I managed to set up and configure a spark 2.1 with CDH 5.9 (pointing to the hadoop configuration directories) but I cant find which specific settings should I change in spark-env.sh to be able to access a Kerberized HDFS.
I tried to launch a shell with
spark-shell --master=spark://IP:PORT --keytab <path_to_keytab> --principal <principal@REALM>
But trying to read the files fails because spark cannot connect the NameNode, obviously the Namenode require a token...

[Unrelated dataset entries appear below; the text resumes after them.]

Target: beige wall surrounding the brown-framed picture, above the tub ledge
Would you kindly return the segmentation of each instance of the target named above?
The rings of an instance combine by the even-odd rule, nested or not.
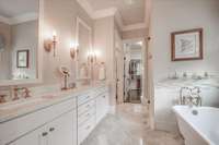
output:
[[[175,70],[218,72],[218,0],[155,0],[152,13],[155,81],[168,77],[168,73]],[[204,60],[171,61],[171,33],[199,27],[204,28]]]

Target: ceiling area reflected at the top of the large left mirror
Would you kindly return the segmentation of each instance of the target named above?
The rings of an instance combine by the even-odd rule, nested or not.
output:
[[[0,15],[15,17],[27,13],[37,13],[38,0],[0,0]]]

Caused by: java.io.IOException: Failed on local exception: java.io.IOException: org.apache.hadoop.security.AccessControlException: Client cannot authenticate via:[TOKEN, KERBEROS]; Host Details : local host is: "cl1deb03dn/10.0.0.6"; destination host is: "cl1deb01nn.lab.hadoop.cloudapp.net":8020;
Should I create for the master and slave specific principals in KDC. If yes, where should I place the keytabs and where to put the configuration - which principal to use and where is the file?
Instead of setting properties within spark_env.sh, you may want to look at setting HADOOP_CONF_DIR environment variable to point to configuration files for Namenode and YARN. Cloudera Manager can help manage these configuration files and even distribute those to servers configured as gateway nodes.